Interpretive Summary: Sugarcane yellow leaf disease (YLD) is found in all sugarcane growing areas in the world causing a yield reduction in cane and sugar production. The causal agent of YLD is a virus by its scientific name of sugarcane yellow leaf virus (SCYLV). This study was conducted to survey the distribution of the SCYLV across five major sugarcane production provinces in China. Leaf samples from 22 varieties showing YLD symptoms were collected and presence of the SCYLV in the leaf samples were detected by both immunological and nucleic acid-based laboratory methods. In addition, the whole or partial viral nucleotide sequences were amplified by a molecular gene amplification method called RT-PCR. These sequences were compared with other reported SCYLV sequences available from the GenBank database. The results showed that the real-time RT-PCR method is the most sensitive for SCYLV detection. Fourteen new Chinese SCYLV strains were confirmed to belong to one taxonomic group named BRA, although several other Chinese strains of SCYLV reported earlier belonged to PER (3 strains) or CHN1 (2 strains). This indicated that at least three taxonomic groups of SCYLV were causing the YLD in China. In addition, a Florida strain was found to belong to HAW group and a Louisiana strain belonged to BRA group. Another significant finding was a deletion of 49 nucleotides in the SCYLV strain CHN-GD3 locating at a position previously reported to be highly unstable. These results will help improve the efficiency of SCYLV detection in sugarcane fields and add some new knowledge to the biology of the virus.

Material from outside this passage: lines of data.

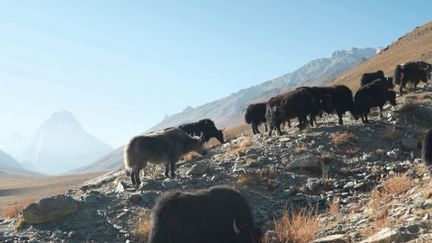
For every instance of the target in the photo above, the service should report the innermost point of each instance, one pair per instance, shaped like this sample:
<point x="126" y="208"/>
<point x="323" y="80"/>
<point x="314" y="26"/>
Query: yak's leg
<point x="172" y="165"/>
<point x="137" y="179"/>
<point x="167" y="165"/>
<point x="132" y="176"/>
<point x="340" y="114"/>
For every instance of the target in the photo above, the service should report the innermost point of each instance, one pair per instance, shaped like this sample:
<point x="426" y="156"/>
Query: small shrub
<point x="408" y="107"/>
<point x="343" y="139"/>
<point x="397" y="184"/>
<point x="334" y="208"/>
<point x="13" y="210"/>
<point x="144" y="226"/>
<point x="302" y="227"/>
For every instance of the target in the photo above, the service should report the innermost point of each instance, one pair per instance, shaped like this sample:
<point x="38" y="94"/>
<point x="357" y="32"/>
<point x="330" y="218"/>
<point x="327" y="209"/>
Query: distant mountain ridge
<point x="61" y="144"/>
<point x="227" y="112"/>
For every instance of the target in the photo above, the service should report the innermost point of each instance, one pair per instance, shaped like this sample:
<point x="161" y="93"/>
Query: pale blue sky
<point x="120" y="66"/>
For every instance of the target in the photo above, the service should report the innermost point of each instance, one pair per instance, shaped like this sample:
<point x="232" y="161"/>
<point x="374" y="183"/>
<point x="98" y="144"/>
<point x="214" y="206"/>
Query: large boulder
<point x="50" y="209"/>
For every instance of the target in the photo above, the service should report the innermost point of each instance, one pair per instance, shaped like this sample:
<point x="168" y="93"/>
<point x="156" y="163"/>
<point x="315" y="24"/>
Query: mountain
<point x="415" y="45"/>
<point x="61" y="144"/>
<point x="228" y="111"/>
<point x="9" y="167"/>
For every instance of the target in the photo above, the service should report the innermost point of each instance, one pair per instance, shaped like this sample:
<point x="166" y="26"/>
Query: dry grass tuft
<point x="13" y="210"/>
<point x="391" y="134"/>
<point x="19" y="224"/>
<point x="191" y="156"/>
<point x="334" y="208"/>
<point x="243" y="146"/>
<point x="397" y="184"/>
<point x="345" y="138"/>
<point x="144" y="226"/>
<point x="408" y="107"/>
<point x="301" y="227"/>
<point x="235" y="132"/>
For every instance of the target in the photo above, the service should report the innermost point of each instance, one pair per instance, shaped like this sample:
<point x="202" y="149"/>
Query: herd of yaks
<point x="220" y="213"/>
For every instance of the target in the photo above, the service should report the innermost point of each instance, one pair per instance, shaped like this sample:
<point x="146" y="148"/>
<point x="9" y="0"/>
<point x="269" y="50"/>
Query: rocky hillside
<point x="416" y="45"/>
<point x="228" y="111"/>
<point x="357" y="183"/>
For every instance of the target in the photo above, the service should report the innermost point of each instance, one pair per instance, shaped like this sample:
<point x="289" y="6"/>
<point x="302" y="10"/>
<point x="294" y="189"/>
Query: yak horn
<point x="236" y="230"/>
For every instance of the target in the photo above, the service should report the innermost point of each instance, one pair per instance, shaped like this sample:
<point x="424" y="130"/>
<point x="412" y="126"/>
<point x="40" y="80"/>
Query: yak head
<point x="391" y="97"/>
<point x="219" y="136"/>
<point x="247" y="233"/>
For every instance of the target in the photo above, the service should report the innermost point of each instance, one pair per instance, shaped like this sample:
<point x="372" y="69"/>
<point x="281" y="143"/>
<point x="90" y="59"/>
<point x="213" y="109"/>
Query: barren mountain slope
<point x="416" y="45"/>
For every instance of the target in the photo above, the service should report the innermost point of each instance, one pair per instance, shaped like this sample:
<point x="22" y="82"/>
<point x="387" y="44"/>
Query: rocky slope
<point x="227" y="112"/>
<point x="415" y="45"/>
<point x="372" y="173"/>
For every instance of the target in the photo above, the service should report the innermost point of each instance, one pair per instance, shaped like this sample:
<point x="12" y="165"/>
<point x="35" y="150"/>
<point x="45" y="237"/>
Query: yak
<point x="205" y="127"/>
<point x="413" y="72"/>
<point x="427" y="147"/>
<point x="161" y="147"/>
<point x="219" y="214"/>
<point x="372" y="95"/>
<point x="255" y="115"/>
<point x="296" y="103"/>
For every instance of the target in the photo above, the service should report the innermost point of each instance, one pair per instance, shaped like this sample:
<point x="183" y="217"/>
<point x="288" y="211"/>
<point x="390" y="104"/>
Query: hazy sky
<point x="120" y="66"/>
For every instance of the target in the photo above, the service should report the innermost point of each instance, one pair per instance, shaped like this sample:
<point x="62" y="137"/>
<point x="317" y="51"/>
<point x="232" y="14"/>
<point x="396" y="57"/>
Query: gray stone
<point x="50" y="209"/>
<point x="340" y="238"/>
<point x="100" y="180"/>
<point x="198" y="169"/>
<point x="409" y="143"/>
<point x="384" y="236"/>
<point x="308" y="161"/>
<point x="135" y="198"/>
<point x="170" y="183"/>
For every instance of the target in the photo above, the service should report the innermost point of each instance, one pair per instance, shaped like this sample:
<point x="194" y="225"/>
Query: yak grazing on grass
<point x="215" y="215"/>
<point x="206" y="127"/>
<point x="255" y="115"/>
<point x="372" y="95"/>
<point x="161" y="147"/>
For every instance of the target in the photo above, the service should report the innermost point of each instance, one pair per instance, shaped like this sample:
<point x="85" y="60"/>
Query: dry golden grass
<point x="15" y="209"/>
<point x="391" y="134"/>
<point x="191" y="156"/>
<point x="408" y="107"/>
<point x="302" y="227"/>
<point x="334" y="208"/>
<point x="397" y="184"/>
<point x="300" y="149"/>
<point x="243" y="146"/>
<point x="144" y="226"/>
<point x="416" y="45"/>
<point x="343" y="139"/>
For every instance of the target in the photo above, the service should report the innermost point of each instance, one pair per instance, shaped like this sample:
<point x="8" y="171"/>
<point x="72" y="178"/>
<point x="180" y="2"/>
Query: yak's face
<point x="219" y="136"/>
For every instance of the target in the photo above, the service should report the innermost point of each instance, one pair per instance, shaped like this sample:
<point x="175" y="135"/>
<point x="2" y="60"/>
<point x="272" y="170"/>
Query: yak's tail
<point x="398" y="74"/>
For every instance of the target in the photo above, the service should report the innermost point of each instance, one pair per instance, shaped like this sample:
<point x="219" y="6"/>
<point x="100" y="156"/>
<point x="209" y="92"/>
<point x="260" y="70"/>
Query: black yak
<point x="411" y="72"/>
<point x="161" y="147"/>
<point x="372" y="95"/>
<point x="427" y="147"/>
<point x="255" y="115"/>
<point x="215" y="215"/>
<point x="206" y="127"/>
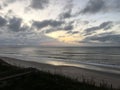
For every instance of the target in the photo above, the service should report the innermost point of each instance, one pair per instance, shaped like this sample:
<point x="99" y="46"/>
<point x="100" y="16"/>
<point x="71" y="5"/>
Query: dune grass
<point x="40" y="80"/>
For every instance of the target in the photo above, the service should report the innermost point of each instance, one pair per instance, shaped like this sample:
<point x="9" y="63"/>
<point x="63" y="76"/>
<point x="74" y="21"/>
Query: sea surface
<point x="106" y="59"/>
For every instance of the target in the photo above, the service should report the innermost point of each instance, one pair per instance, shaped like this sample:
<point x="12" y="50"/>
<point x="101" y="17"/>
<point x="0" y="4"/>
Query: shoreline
<point x="69" y="71"/>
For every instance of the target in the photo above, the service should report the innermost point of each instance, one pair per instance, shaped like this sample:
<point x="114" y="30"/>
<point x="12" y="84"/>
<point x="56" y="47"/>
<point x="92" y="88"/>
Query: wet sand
<point x="70" y="71"/>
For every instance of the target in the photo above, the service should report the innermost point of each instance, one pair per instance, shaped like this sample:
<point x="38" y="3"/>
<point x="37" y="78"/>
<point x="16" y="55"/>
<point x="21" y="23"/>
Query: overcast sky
<point x="60" y="22"/>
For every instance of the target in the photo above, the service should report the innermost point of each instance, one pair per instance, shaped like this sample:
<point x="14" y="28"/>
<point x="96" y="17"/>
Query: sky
<point x="60" y="22"/>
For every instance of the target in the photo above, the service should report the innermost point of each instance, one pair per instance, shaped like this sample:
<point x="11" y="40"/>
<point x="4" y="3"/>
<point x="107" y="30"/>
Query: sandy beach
<point x="69" y="71"/>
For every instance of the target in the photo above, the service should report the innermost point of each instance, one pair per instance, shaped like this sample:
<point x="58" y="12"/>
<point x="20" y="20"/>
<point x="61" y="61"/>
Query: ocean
<point x="106" y="59"/>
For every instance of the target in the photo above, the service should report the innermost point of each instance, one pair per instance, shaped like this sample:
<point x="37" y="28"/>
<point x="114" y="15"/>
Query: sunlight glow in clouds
<point x="40" y="22"/>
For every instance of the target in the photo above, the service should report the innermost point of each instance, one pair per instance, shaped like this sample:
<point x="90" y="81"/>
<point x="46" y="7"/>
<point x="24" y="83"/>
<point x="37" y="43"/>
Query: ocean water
<point x="96" y="58"/>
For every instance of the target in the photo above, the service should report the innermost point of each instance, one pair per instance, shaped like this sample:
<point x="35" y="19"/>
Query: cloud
<point x="67" y="10"/>
<point x="106" y="38"/>
<point x="105" y="25"/>
<point x="39" y="4"/>
<point x="69" y="27"/>
<point x="94" y="6"/>
<point x="3" y="21"/>
<point x="15" y="25"/>
<point x="45" y="23"/>
<point x="72" y="32"/>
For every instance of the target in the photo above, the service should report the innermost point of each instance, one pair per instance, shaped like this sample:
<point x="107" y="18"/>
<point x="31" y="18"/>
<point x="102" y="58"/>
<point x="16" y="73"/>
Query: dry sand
<point x="70" y="71"/>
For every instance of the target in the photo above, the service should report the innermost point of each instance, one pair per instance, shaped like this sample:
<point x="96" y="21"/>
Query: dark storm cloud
<point x="39" y="4"/>
<point x="67" y="10"/>
<point x="2" y="21"/>
<point x="104" y="25"/>
<point x="72" y="32"/>
<point x="45" y="23"/>
<point x="94" y="6"/>
<point x="15" y="25"/>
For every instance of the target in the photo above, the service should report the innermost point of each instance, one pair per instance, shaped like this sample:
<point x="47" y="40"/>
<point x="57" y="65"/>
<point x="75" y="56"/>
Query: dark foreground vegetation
<point x="16" y="78"/>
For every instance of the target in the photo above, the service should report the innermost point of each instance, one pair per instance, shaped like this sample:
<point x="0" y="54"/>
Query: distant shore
<point x="72" y="72"/>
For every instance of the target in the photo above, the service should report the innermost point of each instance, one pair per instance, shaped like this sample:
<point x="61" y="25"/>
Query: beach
<point x="70" y="71"/>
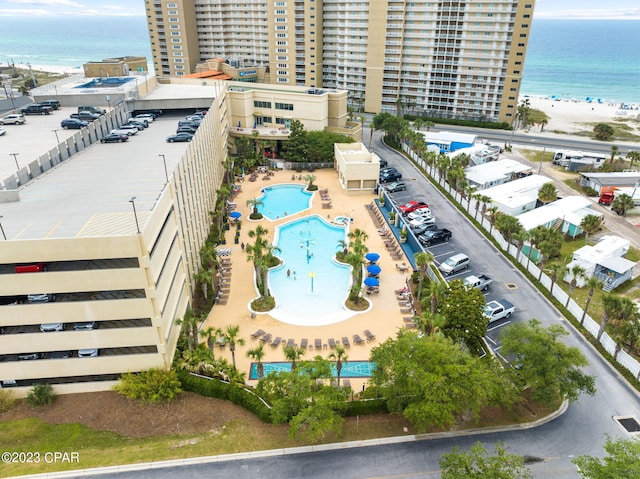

Technical Abstract: Sugarcane yellow leaf virus (SCYLV), the causal agent of sugarcane yellow leaf disease (YLD), was first reported in China in 2006. In order to determine the distribution existence of SCYLV in major sugarcane-growing provinces in China, leaf samples were collected from 22 sugarcane clones (Saccharum spp. hybrids) showing YLD symptoms and subjected to SCYLV diagnosis by reverse transcriptase PCR (RT-PCR), real-time RT-PCR, and serological methods. The complete genomic sequence of a Chinese SCYLV isolate CHN-FJ1 (5,879 nt) and partial genomic sequences (2,915 nt) of 13 other Chinese SCYLV isolates from this study were amplified, cloned and sequenced. The complete genomic sequence of CHN-FJ1 shared a high similarity value (98.8%-99.1%) with the isolates of BRA genotype and low similarity (86.1%-86.9%) with the two isolates of CHN1 genotype. Based on either the full or partial genomic sequences, the genetic diversity of these 14 Chinese SCYLV isolates was assessed along with 33 reported SCYLV isolates from the GenBank database representing worldwide origins. Phylogenetic analysis demonstrated that all the 14 Chinese isolates were clustered together in the BRA genotype group with seven other reported isolates. In addition, five reported Chinese SCYLV isolates were grouped in either genotype PER or genotype CHN1. Therefore, we speculated that at least three SCYLV genotypes (BRA, CHN1, and PER) were associated with YLD in China. Interestingly, a 49-nt deletion was found in the genomic sequence of CHN-GD3 isolate, locating in the middle of the ORF1 adjacent to the overlap between ORFs 1 and 2. This location was previously reported as one of the recombination breakpoints in the Luteoviridae family.